Perfil del viento (2022) es el primer libro de Alejandro Arras (1992) y tiene algunas piezas rotundas, el número suficiente para celebrarlo. Antes que una trama o un despliegue de personajes, sus once cuentos expresan un estado de ánimo. No importa si se demoran un poco o se resuelven con un solo trazo, en cada uno prevalece la sensación de que algo se perdió a pesar de que nunca existió. La tristeza, la melancolía, se instalan a sus anchas sin motivo alguno, como si este mundo no admitiera otras figuras.

A la contundente inmediatez y descripción de la fragilidad de toda certeza o ambición, Alejandro Arras añade una diligente frescura en la narración. Confía en los sobrentendidos, le importa más expresar lo que ocultan los largos silencios, los gestos suaves, que lo que revelan los desplantes emotivos.

De Cristian Lagunas teníamos noticia por su libro de relatos Encuéntrame afuera (2022), en el que mostraba una hiperbólica sensibilidad para moldear personajes hermanados por la insatisfacción con que reaccionan frente a un estado de cosas que no satisface sus expectativas. Bajo ese signo escribió El lado izquierdo del sol (2023). La novela no solo es un fatigoso ejercicio de imaginación sino un modelo de construcción de personaje. Yukio Mishima, su protagonista, es y no es. Vale tanto como el hombre iluminado que fue, el vigía de una tradición que se extinguía ante la indiferencia de sus contemporáneos, y el hombre atormentado al que Cristian Lagunas retrata —y lleva hasta el territorio de la ficción— en su más cruenta intimidad.
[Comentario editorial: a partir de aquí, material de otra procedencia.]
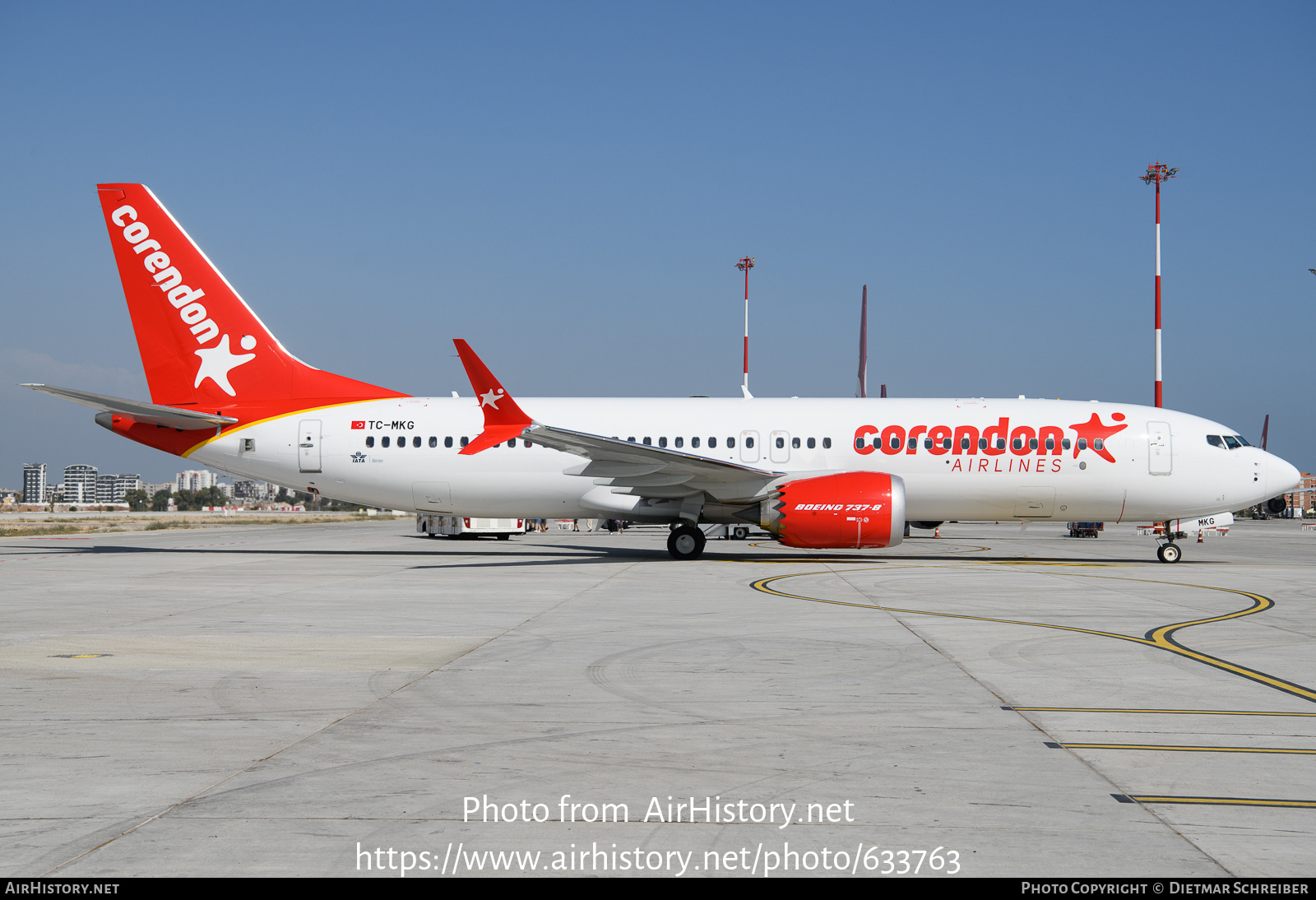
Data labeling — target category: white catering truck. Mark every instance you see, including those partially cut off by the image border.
[416,513,525,540]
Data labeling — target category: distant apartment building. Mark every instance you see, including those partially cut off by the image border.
[1285,472,1316,511]
[114,475,142,503]
[232,480,279,503]
[62,463,96,503]
[175,468,219,494]
[22,463,46,503]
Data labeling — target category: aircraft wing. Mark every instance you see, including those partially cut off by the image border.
[18,384,239,432]
[521,422,785,498]
[452,340,785,499]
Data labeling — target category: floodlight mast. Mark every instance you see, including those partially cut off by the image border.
[1138,160,1179,406]
[735,257,754,399]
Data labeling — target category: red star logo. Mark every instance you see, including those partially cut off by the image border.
[1070,413,1128,462]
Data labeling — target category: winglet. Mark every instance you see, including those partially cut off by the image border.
[452,338,533,455]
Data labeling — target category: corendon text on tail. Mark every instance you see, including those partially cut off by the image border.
[23,184,1299,562]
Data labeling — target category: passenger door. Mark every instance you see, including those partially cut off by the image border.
[1147,422,1173,475]
[741,432,758,462]
[299,419,320,472]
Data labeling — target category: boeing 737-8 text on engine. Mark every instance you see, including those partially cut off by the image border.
[30,184,1299,562]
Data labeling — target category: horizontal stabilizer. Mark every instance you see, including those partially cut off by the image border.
[18,384,239,432]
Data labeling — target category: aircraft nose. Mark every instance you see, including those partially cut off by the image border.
[1266,452,1303,496]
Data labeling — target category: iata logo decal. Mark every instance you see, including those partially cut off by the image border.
[854,413,1128,472]
[109,206,257,397]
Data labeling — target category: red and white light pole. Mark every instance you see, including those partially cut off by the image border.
[735,257,754,397]
[1138,160,1179,406]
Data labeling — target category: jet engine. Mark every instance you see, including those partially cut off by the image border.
[759,472,906,549]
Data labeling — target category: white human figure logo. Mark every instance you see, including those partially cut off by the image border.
[192,334,257,397]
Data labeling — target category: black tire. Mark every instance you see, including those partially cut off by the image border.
[667,525,708,559]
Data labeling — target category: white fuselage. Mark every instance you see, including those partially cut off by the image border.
[189,397,1299,521]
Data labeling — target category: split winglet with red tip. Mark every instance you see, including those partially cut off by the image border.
[452,338,533,455]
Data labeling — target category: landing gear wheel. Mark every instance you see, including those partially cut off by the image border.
[667,525,708,559]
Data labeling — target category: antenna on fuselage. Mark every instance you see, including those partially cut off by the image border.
[854,284,869,397]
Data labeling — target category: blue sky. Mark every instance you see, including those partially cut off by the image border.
[0,2,1316,487]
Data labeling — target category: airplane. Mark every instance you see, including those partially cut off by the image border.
[26,184,1299,564]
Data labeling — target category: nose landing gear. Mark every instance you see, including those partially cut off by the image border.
[1156,540,1183,562]
[667,525,708,559]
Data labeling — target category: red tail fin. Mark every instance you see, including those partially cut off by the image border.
[96,184,406,409]
[452,338,531,455]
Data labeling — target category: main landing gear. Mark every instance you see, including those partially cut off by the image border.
[1156,540,1183,562]
[667,525,708,559]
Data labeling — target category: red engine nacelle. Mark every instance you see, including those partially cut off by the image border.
[761,472,904,549]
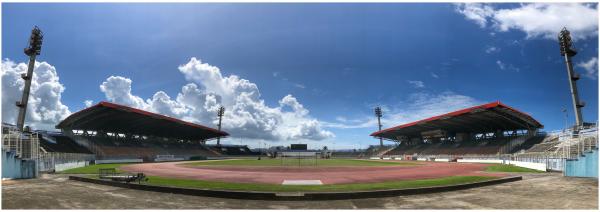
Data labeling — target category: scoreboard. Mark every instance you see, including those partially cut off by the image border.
[290,144,308,150]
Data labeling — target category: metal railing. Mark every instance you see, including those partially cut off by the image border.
[2,129,40,160]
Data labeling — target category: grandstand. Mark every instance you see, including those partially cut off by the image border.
[56,102,234,162]
[371,101,545,158]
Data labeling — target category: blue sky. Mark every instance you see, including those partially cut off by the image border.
[2,3,598,148]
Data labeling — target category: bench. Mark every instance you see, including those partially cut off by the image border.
[98,168,148,184]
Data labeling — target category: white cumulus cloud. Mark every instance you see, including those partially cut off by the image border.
[2,59,71,130]
[100,57,335,141]
[576,57,598,80]
[324,91,484,131]
[407,80,425,88]
[456,3,598,39]
[83,99,94,108]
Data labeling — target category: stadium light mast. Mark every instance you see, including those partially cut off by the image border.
[16,26,44,131]
[217,106,225,146]
[558,28,585,128]
[375,107,383,147]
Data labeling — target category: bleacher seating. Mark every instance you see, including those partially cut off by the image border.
[385,138,528,156]
[39,134,93,154]
[209,145,260,156]
[86,136,221,161]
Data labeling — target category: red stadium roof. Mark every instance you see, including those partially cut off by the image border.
[371,101,544,140]
[56,102,229,140]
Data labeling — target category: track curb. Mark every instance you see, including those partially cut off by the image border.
[69,176,523,201]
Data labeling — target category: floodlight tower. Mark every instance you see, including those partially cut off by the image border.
[375,107,383,147]
[16,26,44,131]
[558,28,585,128]
[217,106,225,146]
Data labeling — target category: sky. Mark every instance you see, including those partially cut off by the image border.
[2,3,598,149]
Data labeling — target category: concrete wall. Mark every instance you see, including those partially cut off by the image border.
[94,159,144,164]
[457,159,546,171]
[565,150,598,178]
[2,150,37,179]
[456,159,504,163]
[505,160,546,172]
[54,161,90,172]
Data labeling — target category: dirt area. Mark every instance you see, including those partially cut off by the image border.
[2,173,598,209]
[120,162,506,185]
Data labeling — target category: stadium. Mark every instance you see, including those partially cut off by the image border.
[2,3,598,209]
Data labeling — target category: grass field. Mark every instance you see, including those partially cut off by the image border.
[148,176,496,192]
[485,164,543,173]
[59,163,131,174]
[186,159,418,166]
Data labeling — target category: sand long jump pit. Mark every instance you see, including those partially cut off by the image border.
[120,158,508,192]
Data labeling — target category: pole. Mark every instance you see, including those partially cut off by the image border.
[375,107,383,147]
[558,28,584,128]
[217,106,225,146]
[16,26,44,132]
[17,54,36,131]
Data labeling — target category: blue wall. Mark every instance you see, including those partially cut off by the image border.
[2,151,37,179]
[565,150,598,178]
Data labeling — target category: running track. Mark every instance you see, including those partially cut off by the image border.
[120,161,506,184]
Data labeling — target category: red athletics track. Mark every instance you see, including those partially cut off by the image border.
[120,161,507,184]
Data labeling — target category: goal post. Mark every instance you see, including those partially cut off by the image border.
[279,151,321,167]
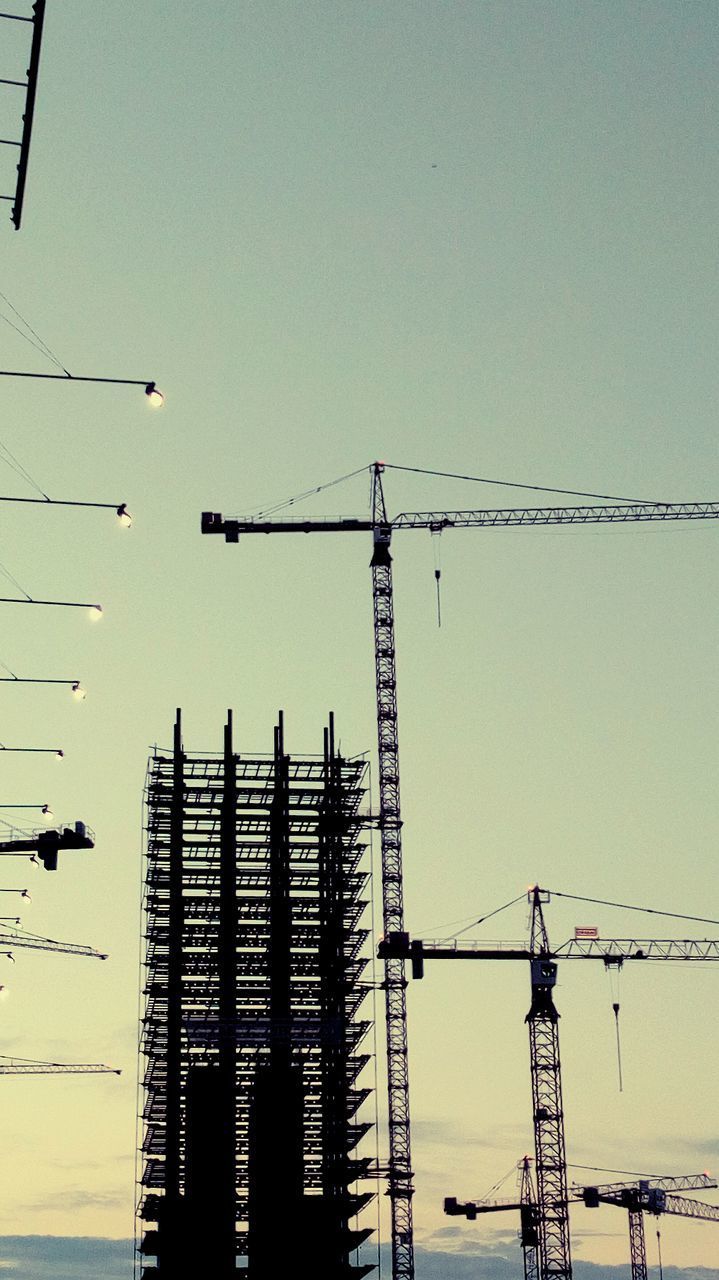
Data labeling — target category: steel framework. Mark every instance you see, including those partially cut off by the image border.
[201,462,719,1280]
[0,0,45,232]
[138,713,371,1280]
Portada de ‘El lado izquierdo del sol’, de Cristian Lagunas. (Random House)

Así son algunos de los espacios emergentes de la narrativa mexicana. Este registro solo ha querido esbozarlos. Su intención, si acaso resulta visible, no pasa de tener un valor aproximativo.

*Este registro, abundante en preferencias y omisiones (el espacio es un dios cruel), abjura de la práctica dominante que determina, en cualquier caso, emplear al binomio masculino-femenino, o viceversa, y, aún más, de ensuciar la página con el término todes.

Seguirles la pista

En la geografía de la nueva narrativa mexicana distinguimos áreas ocupadas por la ciencia ficción, el terror, la exploración psicológica, el realismo en su estado más crudo y aun la especulación filosófica. De entre sus representantes, conviene atender a los siguientes escritores:

Roberto Abad: 'Cuando las luces aparezcan'.

Laura Baeza: 'Una grieta en la noche'.

Pierre Herrera: 'Ex Yugoslavia'.

Alma Mancilla: 'Fulgor'.

Adriana Ortega Calderón: 'Cuando los gatos esperan'.

María José Ramírez: 'Genética de los monos'.